Harry was quiet for so long she thought he must have gone back to sleep, but then he slid over and rested his forehead against her thigh. It had taken him so long, when they'd first begun seeing each other, to start giving her little touches like this. She didn't suppose the Dursleys had been touchers. She wove her fingers into his hair.

 

"I haven't felt like myself lately," she blurted out. "I mean—not just lately—but especially—I dunno—"

 

She took a breath and the hitch in it repulsed her.

 

Harry didn't say anything, but she could feel his eyelashes blinking against her leg. The light from outside turned green and painted the rumpled sheets that pooled around the both of them.

 

"I just—we never even made smoothies. The bananas are all rotten now. The curtains are still over there on the floor. How long is it going to be like this? How long can I not feel like myself before I have to admit that this is just how I am now?"

 

She shoved her thumbnail in her mouth. Warm stupid tears were leaking down her face and dripping all the way down her neck to her collarbones. She'd normally have scrubbed them away with the back of her hand and gone somewhere to collect herself, but she wanted them, weirdly, to prove how pathetic this dumb fucked-up feeling was. Mum's coppery hair was coming in white, poor Andromeda had to think about dead Tonks crawling out from under the bed, George was aching alone in his filthy bedsit, Fred was in the ground turning into something unrecognisable, and Ginny was sat here crying like an idiot over some fucking brown bananas.

 

Harry sat up and looked at her. "The bananas went bad?"

 

Ginny laughed through her noseful of snot.

 

"They're nearly black now," she sniffed. "Its so stupid, I just hate to waste—"

 

Harry suddenly swung his legs out of the bed and walked in his stiff morning way out of the bedroom.

 

The traffic light was yellow now. Ginny got up and followed him into the kitchen.

 

Harry was holding the bunch of bananas betwen two fingers. A tenacious fruit fly looped circles around them. He broke one off the bunch with a nasty squishing noise.

 

"I'll eat them right now," he said. "Zero waste."

 

He pulled the black peel back from the banana.

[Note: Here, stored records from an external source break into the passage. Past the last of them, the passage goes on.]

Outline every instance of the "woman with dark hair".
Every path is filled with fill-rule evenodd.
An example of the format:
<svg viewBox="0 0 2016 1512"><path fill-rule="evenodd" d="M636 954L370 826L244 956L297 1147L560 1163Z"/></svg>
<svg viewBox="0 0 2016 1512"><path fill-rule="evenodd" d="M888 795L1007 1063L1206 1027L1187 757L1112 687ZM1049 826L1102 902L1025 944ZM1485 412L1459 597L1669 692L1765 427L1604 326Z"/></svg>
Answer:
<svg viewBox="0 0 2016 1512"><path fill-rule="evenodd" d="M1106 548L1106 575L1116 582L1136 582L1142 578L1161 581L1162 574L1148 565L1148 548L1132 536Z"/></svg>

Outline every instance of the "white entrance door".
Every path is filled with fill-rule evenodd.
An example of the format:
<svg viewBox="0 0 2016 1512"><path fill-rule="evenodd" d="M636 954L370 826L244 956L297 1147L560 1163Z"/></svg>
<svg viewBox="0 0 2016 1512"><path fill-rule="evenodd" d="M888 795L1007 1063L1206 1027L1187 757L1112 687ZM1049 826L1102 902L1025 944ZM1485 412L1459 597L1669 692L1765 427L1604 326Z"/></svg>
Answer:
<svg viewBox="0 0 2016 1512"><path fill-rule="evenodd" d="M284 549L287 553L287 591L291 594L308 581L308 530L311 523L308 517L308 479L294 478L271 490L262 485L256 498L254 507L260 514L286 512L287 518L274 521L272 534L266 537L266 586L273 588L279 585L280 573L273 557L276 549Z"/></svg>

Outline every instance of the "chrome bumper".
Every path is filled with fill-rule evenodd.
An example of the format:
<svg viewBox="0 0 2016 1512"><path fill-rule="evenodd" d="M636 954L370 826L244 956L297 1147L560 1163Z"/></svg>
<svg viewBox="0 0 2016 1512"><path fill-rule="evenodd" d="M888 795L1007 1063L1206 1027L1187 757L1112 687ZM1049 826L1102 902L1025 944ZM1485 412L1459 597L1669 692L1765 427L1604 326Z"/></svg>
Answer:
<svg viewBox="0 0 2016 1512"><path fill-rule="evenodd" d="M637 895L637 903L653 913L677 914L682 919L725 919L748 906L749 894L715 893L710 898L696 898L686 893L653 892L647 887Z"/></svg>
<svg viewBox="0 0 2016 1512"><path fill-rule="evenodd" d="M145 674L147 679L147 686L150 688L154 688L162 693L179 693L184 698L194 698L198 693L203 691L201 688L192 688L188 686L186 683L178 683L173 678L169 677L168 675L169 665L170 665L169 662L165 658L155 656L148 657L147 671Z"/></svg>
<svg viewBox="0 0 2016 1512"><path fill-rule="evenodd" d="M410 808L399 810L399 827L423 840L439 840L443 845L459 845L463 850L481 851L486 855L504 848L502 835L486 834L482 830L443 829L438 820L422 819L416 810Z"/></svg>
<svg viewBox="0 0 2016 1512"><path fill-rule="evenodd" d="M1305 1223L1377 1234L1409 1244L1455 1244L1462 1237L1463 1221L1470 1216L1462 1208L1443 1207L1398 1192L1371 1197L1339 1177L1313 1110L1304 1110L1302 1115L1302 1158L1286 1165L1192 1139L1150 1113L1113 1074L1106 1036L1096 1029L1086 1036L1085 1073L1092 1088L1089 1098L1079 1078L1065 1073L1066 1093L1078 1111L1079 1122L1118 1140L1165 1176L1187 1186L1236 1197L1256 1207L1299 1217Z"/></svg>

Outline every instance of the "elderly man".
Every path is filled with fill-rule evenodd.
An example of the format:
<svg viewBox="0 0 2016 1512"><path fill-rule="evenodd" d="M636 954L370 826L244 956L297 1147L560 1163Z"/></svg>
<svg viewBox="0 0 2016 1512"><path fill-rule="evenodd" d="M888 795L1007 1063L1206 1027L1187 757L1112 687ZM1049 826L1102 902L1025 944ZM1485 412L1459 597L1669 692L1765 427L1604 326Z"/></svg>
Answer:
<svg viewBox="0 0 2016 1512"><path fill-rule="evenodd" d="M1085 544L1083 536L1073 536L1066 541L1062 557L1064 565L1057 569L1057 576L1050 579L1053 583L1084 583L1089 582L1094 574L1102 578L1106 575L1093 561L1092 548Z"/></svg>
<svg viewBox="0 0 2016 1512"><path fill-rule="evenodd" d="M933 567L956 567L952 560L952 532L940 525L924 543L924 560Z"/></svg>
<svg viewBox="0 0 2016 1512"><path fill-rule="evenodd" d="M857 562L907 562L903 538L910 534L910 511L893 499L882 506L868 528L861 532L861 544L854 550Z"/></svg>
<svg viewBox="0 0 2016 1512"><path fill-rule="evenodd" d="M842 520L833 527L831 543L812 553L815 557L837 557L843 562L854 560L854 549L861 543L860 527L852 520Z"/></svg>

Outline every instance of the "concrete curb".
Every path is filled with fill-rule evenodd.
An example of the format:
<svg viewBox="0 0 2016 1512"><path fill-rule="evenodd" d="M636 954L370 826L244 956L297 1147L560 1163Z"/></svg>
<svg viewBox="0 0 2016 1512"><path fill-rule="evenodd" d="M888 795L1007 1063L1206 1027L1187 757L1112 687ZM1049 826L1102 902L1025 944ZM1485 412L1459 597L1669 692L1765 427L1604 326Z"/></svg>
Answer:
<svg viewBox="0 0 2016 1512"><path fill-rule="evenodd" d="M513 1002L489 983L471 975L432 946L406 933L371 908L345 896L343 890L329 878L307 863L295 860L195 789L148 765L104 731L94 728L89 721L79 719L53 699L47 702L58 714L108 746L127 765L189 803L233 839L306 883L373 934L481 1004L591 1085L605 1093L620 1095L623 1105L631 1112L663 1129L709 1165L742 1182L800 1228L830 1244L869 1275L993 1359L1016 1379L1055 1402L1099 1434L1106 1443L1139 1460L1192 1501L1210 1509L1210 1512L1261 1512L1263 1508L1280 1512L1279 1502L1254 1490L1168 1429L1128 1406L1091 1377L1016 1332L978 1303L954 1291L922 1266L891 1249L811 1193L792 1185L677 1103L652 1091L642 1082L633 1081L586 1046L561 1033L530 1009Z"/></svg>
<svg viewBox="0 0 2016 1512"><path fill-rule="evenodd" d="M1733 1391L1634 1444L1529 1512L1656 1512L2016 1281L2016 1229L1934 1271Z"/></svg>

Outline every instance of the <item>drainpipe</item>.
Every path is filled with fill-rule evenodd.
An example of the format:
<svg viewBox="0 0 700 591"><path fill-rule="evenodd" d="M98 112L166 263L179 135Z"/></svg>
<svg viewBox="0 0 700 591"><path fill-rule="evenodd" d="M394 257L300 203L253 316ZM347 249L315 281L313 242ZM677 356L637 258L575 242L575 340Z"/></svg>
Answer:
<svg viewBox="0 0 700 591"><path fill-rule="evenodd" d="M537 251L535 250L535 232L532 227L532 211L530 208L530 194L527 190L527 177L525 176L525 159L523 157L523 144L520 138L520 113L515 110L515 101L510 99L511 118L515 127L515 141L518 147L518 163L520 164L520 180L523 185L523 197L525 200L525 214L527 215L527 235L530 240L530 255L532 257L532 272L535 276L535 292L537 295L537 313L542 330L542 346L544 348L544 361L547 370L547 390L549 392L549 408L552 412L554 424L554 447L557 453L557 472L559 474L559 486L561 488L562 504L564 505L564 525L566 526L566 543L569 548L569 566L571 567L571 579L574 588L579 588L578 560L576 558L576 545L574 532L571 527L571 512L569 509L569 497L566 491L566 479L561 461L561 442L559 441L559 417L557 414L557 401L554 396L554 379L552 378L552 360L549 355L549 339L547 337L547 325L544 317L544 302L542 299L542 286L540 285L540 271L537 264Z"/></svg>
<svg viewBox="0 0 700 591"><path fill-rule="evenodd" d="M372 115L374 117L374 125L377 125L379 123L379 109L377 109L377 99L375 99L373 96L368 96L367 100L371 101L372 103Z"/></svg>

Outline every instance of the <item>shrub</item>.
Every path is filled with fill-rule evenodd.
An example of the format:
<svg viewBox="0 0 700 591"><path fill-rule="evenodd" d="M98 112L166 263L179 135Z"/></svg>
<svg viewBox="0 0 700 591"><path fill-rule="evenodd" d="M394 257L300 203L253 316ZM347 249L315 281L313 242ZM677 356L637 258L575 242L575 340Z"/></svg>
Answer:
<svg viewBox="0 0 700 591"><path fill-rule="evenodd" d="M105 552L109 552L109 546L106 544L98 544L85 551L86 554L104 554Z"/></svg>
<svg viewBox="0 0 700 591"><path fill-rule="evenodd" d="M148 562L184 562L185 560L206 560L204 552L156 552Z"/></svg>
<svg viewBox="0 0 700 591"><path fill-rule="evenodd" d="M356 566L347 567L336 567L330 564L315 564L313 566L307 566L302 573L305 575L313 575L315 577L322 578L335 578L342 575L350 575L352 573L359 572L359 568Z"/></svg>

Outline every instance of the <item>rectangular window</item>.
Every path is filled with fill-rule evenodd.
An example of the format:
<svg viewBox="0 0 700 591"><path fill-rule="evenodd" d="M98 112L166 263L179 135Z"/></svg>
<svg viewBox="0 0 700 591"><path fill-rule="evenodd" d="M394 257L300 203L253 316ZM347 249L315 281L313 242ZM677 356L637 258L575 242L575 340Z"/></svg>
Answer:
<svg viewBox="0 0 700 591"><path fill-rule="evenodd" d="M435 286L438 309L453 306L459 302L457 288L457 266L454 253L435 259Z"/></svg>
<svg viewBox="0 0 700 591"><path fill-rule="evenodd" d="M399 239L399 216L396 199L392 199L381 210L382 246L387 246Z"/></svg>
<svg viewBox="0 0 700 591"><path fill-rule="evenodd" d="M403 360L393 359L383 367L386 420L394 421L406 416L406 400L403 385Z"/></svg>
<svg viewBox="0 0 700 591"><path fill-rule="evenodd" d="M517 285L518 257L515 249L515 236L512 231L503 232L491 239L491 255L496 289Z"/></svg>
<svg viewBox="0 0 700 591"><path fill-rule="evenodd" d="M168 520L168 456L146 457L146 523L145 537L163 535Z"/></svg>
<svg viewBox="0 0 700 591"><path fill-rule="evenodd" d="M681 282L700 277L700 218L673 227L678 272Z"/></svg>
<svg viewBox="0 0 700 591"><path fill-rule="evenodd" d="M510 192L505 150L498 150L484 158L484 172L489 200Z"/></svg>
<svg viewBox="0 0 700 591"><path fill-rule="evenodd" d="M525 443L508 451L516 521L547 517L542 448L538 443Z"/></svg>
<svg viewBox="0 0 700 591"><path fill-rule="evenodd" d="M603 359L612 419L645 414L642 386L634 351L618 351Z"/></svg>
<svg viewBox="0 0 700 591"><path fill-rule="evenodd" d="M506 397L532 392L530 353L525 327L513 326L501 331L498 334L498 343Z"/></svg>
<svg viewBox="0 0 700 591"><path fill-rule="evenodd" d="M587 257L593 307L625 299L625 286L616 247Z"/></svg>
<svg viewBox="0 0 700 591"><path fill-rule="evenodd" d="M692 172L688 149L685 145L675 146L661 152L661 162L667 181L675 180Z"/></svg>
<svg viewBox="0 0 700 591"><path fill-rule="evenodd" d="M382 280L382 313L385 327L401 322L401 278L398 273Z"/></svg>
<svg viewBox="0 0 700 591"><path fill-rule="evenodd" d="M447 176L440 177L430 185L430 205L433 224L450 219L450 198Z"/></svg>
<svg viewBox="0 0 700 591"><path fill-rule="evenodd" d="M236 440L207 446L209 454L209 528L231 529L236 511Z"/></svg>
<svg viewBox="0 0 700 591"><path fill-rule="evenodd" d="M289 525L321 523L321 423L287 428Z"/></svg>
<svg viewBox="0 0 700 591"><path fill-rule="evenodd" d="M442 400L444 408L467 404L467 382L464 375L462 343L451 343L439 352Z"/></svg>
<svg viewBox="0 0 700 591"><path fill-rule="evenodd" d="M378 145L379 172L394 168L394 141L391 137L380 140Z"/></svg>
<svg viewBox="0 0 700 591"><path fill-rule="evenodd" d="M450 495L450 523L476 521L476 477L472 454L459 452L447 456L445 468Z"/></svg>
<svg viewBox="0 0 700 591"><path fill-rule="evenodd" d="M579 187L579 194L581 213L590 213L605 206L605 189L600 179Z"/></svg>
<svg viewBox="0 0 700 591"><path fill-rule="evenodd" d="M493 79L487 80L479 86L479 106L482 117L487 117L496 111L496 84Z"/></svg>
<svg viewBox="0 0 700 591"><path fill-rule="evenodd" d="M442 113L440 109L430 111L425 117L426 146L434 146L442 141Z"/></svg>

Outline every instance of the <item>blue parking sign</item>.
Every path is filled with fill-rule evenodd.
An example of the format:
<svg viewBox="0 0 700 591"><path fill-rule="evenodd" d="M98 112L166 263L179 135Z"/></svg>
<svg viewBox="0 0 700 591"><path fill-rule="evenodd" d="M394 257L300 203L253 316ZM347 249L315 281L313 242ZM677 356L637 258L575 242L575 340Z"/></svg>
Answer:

A fermented smell came off it and stung the back of Ginny's nose. Webby strings of goo stretched between the fruit and the skin, and they caught the light from outside and shone with it like tiny filaments of neon.

 

"Er—" Harry started, his brow furrowing.

 

"You don't have to eat it," Ginny said quickly.

 

Harry stared at her for a moment with such intensity that she thought he might take a bite just to shock her.

 

Then he turned around and chucked them into the kitchen bin.

 

"We'll go to Sainsbury's in the morning," he said. Ginny's face was itchy with drying tears. Harry wiped his hands off on the seat of his pyjamas and brushed past her into the bedroom.

 

"Come on, I'll rub that stuff on your back if you want," he called over his shoulder.

 

Ginny didn't, but she followed him back to bed. In the morning, she woke to the quiet rustling sounds of Harry putting up the curtains. The flat still reeked of rotting banana. When she sat up, Harry turned around to look at her, grinned, and accidentally bashed the curtain rod into the window frame. Ginny felt a sleepy little flicker inside: this is it. You and me.